[The Autobiography of a Journalist, Volume II by William James Stillman]@TWC D-Link bookThe Autobiography of a Journalist, Volume II CHAPTER XXXIV 17/18
The horse had come the last few miles very heavily; I had been in the saddle twelve to fourteen hours each of the last two days, and the food I could get for him was insufficient even for a Herzegovinian mountain pony, so that it was hard work to get him to a pace above a slow walk as we approached Rieka; but when we left the place he seemed to realize that he had a work of necessity before him, and that the light would not see him through it, and he showed that he understood the case, for he needed neither spur nor whip to make his best pace over the very rough and difficult road.

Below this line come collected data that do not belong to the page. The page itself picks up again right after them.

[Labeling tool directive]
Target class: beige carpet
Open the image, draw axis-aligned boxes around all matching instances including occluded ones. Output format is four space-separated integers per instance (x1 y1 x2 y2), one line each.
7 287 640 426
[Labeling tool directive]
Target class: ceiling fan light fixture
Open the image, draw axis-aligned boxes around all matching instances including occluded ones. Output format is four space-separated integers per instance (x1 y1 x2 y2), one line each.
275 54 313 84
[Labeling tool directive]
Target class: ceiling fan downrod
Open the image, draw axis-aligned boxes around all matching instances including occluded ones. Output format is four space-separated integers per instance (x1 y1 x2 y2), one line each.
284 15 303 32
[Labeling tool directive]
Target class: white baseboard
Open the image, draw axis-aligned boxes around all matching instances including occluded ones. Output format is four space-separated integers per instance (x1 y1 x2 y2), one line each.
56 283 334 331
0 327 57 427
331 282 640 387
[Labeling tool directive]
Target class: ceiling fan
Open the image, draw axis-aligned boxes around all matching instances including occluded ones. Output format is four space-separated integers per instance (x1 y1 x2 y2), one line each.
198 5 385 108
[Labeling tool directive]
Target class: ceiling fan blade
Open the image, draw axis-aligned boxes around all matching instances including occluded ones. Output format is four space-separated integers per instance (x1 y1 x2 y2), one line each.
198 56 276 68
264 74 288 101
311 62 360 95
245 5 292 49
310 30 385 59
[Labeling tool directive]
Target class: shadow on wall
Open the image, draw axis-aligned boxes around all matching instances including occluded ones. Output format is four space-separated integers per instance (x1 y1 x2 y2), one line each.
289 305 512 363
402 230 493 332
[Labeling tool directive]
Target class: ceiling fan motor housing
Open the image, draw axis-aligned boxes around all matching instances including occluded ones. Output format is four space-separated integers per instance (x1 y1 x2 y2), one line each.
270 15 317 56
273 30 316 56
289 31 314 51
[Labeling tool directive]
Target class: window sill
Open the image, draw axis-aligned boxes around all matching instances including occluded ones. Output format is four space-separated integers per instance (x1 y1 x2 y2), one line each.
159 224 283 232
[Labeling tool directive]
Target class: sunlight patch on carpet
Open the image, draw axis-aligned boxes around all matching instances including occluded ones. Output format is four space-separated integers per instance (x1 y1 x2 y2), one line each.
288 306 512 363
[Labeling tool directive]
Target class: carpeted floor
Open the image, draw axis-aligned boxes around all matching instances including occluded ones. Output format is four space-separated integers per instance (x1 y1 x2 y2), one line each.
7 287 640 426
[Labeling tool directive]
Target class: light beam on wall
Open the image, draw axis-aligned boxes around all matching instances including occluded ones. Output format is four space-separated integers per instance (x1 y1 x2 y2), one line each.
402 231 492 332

In spite of his best efforts, the darkness fell on us half way to Cettinje, with rain and a fog which made it impossible to see the way before me, or even to see the horse's ears. There was on that road, on the mountain which frames on that side the plain of Cettinje, a passage of the bridle-path which even the Montenegrins, used to it, passed always on foot; a sharp ridge, almost an _arte_ of rock, which carries a path hardly wide enough for two horses to pass each other on it, and on each side of which the rock falls away in a steep precipice high enough to leave no hope of survival from a fall down it.
If I had dismounted I could not have seen the path before me; to stop and pass the night there, drenched and cold as I was, would have been fatal, for we were in the early cold of autumn in a high country; there was nothing for it but to trust to the horse, and I threw the bridle on his neck and left him to himself.
A false step was certain death for us both, but I had no choice.
He picked his way as if he were walking amongst eggs, slowly but surely, and we descended into the plain of Cettinje at 10 P.M. without a slip or an attempt on my part to interfere with the discretion of my pony.